Hostage diplomacy: China's key tool to pressure rivals escalates war risk
Aug 15, 2021
Tokyo [Japan], August 15 : China has been exercising hostage diplomacy for a long time to pressure its rivals and superpowers in an attempt to get some leverages for Beijing's benefits but now these communist attempts escalate chances of war, a media report said on Saturday.
Last week, Beijing announced an 11-year sentence for Canadian Michael Spavor and upheld the death sentence of Canadian Robert Schellenberg. Beijing's step was criticised worldwide as the move and its timing was purported to pressure Ottawa to release the Huawei Technologies executive Meng Wanzhou who is awaiting a Canadian court ruling on her extradition to the US, Nikkei Asia reported.
She faces charges of misleading HSBC over the nature of Huawei's ties to its Iranian subsidiary Skycom, causing the bank to unwittingly violate US sanctions on Iran.
China's attempt to interfere in the legal proceedings of other countries through hostage diplomacy is counterproductive for Beijing's long-term security interests as it increases the chance of accidental conflict with China, writer Stephen Nagy said in Nikkei Asia's opinion piece.
Now, even the close allies of the US believe that they are vulnerable to China's arbitrary detainment and coercion.
Beijing has been bullying its immediate neighbors from Japan to Singapore, South Korea to Taiwan and Australia through its power and financial strength and China coerce them as they pursue their national interests, Nagy added.
Beijing's recent hostage diplomacy actions have threatened the scholars and researchers to visit the country for their research purpose as they fear arbitrary detainment by China due to country-based rivalry. Now, China is facing the wrong effects of its hostage diplomacy as those experts who can contribute to developing China are staying away from the country and giving their precious work to other nations.
Beijing is following Italian diplomat Niccolo Machiavelli's notion that it's is better to be feared than loved.

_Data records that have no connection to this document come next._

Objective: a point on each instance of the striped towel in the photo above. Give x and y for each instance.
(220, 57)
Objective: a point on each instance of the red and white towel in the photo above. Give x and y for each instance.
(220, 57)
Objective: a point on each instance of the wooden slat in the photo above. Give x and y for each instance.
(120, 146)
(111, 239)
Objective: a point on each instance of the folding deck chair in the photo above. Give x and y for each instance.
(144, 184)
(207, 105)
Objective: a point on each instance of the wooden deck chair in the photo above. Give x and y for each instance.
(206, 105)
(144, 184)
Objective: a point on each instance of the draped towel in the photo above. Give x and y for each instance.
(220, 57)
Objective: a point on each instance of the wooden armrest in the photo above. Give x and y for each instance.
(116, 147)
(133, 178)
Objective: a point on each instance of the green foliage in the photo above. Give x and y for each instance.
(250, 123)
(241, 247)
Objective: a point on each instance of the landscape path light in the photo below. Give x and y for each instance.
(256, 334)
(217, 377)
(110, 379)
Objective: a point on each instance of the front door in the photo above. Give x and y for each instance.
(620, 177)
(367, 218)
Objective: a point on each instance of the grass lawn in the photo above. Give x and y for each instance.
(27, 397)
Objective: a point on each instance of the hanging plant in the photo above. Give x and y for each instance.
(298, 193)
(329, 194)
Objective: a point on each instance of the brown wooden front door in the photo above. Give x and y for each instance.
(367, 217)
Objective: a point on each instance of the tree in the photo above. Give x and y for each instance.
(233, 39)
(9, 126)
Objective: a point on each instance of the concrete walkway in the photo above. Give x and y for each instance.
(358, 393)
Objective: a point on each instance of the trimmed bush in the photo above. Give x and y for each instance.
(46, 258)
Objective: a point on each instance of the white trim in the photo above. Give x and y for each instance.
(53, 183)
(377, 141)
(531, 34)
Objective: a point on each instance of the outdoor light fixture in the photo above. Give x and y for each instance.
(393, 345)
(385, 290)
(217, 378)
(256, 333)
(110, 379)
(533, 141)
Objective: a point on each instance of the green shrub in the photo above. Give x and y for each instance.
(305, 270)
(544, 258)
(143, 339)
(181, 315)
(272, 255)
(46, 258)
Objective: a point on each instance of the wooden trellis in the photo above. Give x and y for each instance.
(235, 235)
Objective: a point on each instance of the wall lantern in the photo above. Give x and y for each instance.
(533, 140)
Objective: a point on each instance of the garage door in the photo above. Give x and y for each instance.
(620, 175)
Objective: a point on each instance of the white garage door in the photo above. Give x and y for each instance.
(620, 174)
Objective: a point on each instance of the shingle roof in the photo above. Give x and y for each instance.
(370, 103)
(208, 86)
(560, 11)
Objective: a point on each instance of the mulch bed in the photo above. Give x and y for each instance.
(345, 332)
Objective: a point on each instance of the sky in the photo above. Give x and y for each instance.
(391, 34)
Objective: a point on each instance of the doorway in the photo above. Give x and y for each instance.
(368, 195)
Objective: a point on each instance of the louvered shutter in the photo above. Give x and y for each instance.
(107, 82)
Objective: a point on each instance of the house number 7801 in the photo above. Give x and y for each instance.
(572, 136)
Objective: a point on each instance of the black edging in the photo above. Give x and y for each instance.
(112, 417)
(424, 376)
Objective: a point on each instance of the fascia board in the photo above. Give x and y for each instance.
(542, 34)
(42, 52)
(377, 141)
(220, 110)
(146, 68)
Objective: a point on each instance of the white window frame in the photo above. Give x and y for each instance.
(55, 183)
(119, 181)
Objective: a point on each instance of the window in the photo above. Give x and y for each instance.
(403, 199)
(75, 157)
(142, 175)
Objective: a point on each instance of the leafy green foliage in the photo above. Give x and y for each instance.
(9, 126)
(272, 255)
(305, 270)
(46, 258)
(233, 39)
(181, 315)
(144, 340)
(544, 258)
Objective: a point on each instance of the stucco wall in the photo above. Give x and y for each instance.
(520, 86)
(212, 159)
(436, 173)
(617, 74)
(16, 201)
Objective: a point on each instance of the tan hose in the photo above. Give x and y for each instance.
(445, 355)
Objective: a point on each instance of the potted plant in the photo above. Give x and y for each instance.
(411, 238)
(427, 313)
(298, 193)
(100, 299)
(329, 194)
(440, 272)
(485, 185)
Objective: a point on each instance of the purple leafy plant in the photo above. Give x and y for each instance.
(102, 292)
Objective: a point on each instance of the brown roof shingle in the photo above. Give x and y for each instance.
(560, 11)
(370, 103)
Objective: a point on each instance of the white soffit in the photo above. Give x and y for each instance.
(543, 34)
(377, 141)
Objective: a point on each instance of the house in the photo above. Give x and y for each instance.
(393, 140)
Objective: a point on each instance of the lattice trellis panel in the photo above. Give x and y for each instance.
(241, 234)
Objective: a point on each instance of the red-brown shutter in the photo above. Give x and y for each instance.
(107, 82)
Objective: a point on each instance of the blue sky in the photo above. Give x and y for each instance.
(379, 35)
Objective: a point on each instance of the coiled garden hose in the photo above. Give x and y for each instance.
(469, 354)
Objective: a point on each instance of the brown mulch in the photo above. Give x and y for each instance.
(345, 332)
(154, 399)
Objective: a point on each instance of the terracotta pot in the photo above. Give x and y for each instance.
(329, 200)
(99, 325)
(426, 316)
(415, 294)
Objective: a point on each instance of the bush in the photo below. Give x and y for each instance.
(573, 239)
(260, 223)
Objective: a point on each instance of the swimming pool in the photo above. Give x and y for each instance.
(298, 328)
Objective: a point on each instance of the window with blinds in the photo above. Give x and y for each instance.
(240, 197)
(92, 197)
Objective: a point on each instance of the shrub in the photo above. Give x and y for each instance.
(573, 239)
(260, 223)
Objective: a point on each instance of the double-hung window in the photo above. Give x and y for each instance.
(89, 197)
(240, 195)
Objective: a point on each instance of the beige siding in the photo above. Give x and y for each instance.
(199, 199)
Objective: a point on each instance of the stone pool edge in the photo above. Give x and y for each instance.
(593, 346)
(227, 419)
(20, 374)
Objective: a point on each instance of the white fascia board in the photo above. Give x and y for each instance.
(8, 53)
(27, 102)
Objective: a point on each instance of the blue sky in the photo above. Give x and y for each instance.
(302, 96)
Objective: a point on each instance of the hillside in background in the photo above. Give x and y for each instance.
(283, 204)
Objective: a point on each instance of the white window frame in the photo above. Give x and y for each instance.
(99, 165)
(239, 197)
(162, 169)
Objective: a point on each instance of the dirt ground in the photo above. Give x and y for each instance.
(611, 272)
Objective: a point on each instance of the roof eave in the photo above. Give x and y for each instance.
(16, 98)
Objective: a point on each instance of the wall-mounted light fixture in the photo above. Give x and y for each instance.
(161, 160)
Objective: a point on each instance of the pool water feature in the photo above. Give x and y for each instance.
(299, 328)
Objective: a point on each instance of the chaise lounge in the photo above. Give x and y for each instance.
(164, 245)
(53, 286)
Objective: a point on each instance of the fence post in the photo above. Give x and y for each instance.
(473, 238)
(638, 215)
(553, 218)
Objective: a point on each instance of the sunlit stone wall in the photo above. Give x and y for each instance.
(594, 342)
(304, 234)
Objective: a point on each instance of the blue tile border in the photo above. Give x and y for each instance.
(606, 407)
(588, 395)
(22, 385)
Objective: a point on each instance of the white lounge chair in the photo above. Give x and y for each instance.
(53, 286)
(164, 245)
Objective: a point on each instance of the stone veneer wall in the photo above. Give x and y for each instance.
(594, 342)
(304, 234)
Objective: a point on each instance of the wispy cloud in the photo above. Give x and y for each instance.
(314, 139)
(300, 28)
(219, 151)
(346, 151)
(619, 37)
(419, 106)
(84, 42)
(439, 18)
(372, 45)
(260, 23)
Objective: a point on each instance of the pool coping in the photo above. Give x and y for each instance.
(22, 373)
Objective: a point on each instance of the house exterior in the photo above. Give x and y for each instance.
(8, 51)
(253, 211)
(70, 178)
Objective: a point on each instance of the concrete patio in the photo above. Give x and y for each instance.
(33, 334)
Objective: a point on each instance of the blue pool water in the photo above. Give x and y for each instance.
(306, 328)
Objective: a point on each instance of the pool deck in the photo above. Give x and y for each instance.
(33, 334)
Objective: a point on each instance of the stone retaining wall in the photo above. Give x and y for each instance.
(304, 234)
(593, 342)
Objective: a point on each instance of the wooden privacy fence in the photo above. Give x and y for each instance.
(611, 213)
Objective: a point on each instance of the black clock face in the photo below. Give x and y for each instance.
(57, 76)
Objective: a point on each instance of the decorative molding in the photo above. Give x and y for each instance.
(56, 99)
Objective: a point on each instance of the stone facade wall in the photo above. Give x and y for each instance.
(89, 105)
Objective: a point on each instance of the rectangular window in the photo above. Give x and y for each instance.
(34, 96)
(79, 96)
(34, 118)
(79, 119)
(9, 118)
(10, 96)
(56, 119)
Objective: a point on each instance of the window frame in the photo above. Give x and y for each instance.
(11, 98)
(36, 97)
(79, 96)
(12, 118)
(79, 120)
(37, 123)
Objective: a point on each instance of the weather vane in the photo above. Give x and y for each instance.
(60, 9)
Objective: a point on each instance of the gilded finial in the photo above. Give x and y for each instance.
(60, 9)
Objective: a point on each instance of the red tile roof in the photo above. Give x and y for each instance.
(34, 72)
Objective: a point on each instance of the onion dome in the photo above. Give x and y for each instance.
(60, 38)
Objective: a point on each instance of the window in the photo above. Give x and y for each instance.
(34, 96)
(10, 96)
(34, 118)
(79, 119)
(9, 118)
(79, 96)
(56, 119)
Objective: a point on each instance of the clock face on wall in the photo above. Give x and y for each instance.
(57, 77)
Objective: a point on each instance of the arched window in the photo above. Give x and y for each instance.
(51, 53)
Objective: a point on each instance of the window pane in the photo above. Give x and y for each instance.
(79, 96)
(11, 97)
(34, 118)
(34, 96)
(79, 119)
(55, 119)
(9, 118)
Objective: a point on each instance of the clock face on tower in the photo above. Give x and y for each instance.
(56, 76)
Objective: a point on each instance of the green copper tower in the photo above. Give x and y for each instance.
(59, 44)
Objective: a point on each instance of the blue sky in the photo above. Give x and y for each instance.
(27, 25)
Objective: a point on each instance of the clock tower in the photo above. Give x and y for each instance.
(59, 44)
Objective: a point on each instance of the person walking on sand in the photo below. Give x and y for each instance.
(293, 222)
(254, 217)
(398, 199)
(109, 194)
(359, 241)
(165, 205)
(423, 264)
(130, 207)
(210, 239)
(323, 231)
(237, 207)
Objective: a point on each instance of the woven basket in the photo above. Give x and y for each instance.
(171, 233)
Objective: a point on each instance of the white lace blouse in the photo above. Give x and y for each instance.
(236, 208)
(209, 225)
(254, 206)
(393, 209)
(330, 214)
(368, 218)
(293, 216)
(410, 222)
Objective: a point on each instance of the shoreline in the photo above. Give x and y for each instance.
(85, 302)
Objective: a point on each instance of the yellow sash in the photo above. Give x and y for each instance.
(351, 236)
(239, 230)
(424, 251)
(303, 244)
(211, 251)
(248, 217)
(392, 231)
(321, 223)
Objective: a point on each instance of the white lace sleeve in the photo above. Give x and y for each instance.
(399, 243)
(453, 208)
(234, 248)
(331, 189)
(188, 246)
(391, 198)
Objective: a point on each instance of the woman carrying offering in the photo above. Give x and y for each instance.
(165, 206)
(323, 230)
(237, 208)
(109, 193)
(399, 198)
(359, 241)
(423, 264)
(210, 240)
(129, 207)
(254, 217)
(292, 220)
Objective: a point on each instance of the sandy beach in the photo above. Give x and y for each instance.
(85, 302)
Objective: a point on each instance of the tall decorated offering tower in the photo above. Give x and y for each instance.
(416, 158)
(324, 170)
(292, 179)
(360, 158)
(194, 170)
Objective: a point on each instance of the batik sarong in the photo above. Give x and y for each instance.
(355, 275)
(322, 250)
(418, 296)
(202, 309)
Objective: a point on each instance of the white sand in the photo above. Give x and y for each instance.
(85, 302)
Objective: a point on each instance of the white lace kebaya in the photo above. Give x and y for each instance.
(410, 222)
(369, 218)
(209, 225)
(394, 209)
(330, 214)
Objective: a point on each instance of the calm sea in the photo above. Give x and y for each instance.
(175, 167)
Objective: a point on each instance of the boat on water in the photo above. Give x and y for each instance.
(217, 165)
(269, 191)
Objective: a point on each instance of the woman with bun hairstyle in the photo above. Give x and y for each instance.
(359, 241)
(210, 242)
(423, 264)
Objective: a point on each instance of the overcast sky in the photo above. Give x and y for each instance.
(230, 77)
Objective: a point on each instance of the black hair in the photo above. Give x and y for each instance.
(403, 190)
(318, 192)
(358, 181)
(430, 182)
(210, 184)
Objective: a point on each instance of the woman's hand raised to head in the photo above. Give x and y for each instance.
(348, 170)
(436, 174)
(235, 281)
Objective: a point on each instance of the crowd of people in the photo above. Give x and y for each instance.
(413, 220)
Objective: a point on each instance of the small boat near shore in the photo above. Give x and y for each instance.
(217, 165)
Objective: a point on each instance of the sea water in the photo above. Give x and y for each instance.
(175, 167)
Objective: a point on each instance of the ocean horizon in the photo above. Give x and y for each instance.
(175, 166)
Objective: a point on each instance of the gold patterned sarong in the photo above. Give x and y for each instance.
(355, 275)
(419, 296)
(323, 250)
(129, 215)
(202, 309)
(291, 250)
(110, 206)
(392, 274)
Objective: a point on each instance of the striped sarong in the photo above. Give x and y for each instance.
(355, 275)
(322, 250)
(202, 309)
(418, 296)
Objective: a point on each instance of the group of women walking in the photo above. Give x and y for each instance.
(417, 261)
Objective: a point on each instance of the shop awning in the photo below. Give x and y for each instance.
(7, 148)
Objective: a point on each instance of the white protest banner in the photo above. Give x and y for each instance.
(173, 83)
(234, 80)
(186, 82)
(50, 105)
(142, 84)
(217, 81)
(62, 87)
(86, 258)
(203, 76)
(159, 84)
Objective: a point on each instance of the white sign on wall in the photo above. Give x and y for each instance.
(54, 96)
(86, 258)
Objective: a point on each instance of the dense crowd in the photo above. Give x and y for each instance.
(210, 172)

Nagy said that this approach to foreign policy, exemplified by the detention of Canadians Kovrig, Spavor and Shellenberg, and the bullying of Australia, South Korea and Japan during their spats with Beijing, has not won China friends or allayed the concerns of its neighbors. Quite the opposite in fact, with a recent Pew Research Center survey showing China's favorability ratings falling to record lows.